☆☆☆

階段を上がると男子たち3人は栞の部屋の前に立っていた。


ドアに《栞》と書かれているから場所はわかっていたようだけれど、さすがに勝手に入る気にはなれなかったようだ。


渚があたしの前に立ち、ドアを軽くノックした。


「はい」


さっきと同じ返事がある。


「なんだよ、ちゃんといるじゃねぇか」


海がそう呟いた。


「栞、入るよ」


渚がそう言い、ドアをあけた。


ドアの中から見えた渚は、やっぱりテーブルに後ろ向きに座っている。


「栞、大丈夫か?」


ドアを開けたことで陽が真っ先に部屋に足を踏み入れた。


「昨日は悪かった。
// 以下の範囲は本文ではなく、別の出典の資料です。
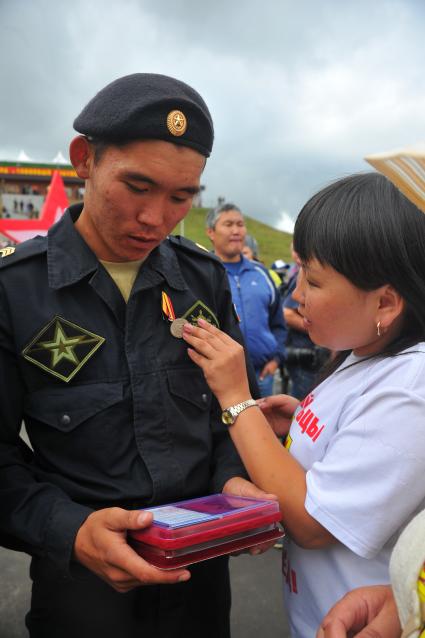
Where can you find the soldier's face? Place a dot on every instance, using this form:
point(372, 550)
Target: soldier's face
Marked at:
point(136, 195)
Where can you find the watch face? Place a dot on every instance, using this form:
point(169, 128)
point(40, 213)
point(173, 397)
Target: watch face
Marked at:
point(227, 417)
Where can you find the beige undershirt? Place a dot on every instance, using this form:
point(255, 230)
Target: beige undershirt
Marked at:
point(123, 273)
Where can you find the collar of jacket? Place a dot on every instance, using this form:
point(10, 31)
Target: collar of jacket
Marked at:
point(69, 258)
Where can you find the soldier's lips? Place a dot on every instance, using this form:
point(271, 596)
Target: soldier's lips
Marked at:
point(147, 242)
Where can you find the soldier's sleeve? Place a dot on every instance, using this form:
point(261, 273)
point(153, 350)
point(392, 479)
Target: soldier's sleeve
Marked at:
point(35, 516)
point(226, 461)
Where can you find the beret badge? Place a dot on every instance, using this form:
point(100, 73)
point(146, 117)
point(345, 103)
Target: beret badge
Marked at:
point(176, 123)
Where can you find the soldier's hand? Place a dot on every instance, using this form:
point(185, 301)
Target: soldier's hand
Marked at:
point(101, 546)
point(366, 612)
point(241, 487)
point(278, 410)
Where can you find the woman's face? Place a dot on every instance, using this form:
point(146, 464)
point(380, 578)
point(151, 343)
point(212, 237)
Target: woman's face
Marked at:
point(337, 314)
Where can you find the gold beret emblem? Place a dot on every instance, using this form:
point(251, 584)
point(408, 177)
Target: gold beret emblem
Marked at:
point(176, 123)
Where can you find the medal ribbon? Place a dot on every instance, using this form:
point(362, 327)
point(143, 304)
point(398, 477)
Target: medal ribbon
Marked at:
point(167, 307)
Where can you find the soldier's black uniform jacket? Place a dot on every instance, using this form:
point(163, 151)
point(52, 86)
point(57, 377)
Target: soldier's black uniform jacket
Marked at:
point(116, 412)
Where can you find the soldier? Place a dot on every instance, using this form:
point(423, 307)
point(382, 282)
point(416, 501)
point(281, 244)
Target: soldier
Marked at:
point(118, 416)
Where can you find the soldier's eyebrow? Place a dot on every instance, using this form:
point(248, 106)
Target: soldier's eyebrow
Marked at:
point(139, 177)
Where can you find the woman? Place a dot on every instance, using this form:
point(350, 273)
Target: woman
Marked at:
point(351, 474)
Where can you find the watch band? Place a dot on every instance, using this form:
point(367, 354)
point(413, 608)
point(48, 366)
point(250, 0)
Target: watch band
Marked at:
point(229, 415)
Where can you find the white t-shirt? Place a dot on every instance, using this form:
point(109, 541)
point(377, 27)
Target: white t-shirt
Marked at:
point(360, 435)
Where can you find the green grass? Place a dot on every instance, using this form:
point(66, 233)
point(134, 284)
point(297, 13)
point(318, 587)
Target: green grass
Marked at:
point(273, 244)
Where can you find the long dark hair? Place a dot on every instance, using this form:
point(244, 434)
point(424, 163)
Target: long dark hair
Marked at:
point(368, 231)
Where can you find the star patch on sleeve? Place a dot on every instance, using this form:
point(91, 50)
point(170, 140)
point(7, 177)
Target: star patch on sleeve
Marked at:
point(62, 348)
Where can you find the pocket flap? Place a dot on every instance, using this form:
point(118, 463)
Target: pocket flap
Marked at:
point(65, 408)
point(191, 386)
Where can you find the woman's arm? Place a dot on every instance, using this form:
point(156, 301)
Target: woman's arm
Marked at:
point(268, 463)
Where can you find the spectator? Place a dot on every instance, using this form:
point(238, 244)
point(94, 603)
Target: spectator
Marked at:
point(255, 296)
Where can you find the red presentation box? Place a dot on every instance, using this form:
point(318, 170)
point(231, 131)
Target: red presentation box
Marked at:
point(197, 529)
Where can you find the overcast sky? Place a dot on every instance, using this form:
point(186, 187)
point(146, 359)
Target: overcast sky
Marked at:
point(299, 91)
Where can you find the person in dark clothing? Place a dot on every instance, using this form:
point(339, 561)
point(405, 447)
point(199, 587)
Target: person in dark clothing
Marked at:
point(118, 416)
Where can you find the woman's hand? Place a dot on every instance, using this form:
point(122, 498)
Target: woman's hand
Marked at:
point(278, 411)
point(222, 361)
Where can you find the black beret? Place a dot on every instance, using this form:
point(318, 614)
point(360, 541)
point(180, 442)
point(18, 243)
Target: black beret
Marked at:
point(148, 106)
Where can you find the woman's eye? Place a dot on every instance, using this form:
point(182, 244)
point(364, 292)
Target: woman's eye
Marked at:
point(136, 189)
point(179, 200)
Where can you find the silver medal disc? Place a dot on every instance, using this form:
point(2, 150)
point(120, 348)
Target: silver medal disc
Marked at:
point(176, 327)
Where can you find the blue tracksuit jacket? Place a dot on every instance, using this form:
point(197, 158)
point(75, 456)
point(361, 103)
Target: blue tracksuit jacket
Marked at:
point(259, 307)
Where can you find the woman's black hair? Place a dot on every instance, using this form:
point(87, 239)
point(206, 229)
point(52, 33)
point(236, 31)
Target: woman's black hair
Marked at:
point(368, 231)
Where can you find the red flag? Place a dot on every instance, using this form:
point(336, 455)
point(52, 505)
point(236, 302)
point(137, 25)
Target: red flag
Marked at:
point(53, 208)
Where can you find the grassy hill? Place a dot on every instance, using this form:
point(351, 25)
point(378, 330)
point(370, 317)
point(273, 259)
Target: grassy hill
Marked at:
point(273, 244)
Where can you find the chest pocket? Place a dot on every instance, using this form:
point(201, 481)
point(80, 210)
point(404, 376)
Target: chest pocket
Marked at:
point(190, 385)
point(66, 408)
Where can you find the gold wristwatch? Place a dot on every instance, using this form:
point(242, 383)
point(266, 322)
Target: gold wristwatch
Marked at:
point(228, 416)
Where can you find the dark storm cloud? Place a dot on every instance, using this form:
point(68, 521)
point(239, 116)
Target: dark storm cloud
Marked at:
point(299, 92)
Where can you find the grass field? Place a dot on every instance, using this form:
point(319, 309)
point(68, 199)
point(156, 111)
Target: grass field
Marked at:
point(273, 244)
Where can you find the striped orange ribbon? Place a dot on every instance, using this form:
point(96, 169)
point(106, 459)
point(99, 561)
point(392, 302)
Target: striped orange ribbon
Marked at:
point(167, 307)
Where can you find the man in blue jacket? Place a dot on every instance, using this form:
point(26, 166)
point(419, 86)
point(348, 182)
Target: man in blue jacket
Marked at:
point(254, 294)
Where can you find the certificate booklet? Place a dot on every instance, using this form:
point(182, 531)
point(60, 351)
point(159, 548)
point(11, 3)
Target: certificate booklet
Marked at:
point(197, 529)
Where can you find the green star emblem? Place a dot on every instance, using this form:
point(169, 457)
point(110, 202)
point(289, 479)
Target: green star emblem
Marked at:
point(61, 348)
point(200, 311)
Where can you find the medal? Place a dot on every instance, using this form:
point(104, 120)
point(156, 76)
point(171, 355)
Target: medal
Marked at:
point(176, 327)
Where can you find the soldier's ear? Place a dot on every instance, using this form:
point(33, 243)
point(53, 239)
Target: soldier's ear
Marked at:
point(81, 155)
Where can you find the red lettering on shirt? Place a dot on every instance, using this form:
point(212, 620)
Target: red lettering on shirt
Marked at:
point(308, 421)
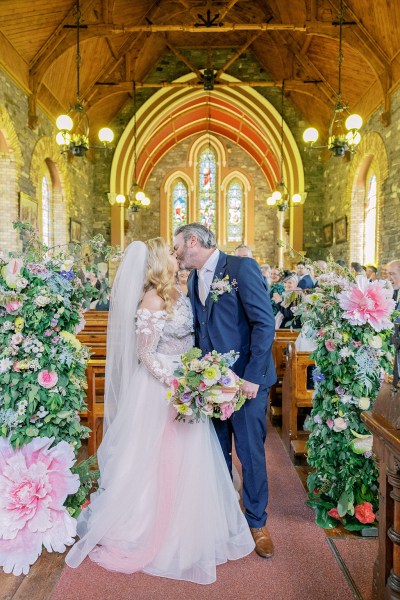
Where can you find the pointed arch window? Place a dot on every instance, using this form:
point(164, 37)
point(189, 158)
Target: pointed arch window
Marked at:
point(207, 186)
point(46, 211)
point(179, 203)
point(235, 211)
point(369, 254)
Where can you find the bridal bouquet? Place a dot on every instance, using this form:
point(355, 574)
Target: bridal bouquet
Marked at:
point(205, 387)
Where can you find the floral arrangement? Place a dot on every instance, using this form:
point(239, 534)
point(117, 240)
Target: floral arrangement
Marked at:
point(350, 321)
point(222, 286)
point(206, 387)
point(43, 296)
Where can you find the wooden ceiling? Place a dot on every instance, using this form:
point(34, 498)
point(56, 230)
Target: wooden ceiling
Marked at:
point(123, 41)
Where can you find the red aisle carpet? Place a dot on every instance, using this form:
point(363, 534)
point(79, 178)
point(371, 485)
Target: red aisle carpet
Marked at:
point(303, 567)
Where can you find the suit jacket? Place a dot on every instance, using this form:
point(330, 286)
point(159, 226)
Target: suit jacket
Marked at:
point(306, 283)
point(241, 320)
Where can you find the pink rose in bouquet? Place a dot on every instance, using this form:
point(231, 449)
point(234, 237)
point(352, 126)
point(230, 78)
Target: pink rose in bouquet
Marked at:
point(13, 306)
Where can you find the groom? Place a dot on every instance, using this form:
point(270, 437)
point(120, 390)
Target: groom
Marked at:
point(241, 319)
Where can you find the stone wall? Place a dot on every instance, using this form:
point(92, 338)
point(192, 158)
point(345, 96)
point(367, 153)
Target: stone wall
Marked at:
point(22, 151)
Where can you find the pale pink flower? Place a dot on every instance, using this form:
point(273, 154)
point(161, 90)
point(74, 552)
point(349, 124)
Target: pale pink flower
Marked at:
point(368, 302)
point(34, 483)
point(13, 306)
point(227, 410)
point(47, 379)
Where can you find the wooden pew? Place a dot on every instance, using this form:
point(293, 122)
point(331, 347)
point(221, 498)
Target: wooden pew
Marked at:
point(95, 374)
point(296, 394)
point(282, 338)
point(96, 320)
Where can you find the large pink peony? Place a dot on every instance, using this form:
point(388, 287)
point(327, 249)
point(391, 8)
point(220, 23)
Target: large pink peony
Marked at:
point(368, 302)
point(34, 483)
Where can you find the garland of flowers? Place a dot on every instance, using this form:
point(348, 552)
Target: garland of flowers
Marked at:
point(350, 322)
point(43, 296)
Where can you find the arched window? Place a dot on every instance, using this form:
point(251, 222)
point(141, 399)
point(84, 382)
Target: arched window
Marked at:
point(46, 212)
point(369, 253)
point(179, 204)
point(235, 211)
point(207, 187)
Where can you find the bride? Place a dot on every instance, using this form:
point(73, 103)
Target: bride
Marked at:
point(166, 504)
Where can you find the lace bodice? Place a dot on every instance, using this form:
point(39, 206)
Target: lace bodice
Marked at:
point(161, 335)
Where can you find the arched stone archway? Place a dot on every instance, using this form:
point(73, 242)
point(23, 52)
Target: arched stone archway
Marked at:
point(46, 154)
point(371, 156)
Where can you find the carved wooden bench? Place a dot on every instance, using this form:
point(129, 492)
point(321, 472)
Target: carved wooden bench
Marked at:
point(282, 338)
point(297, 392)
お前1人置いて……」


言いながら栞に近づいていき、言葉を切った。


目を丸くして栞を見ている。


「どうしたんだよ陽」


海と健が続けて部屋に入っていく。


栞の顔を確認した瞬間、海はその場に尻餅をついてしまった。


「うそだろ……」


健は青ざめた表情で栞を見つめている。


さすがにあたしたちのように悲鳴が上げなかったけれど、相当ショックを受けているようだ。


あたしと渚はもう栞の顔を見る事もできず、ドアの外から様子を確認しているだけだった……。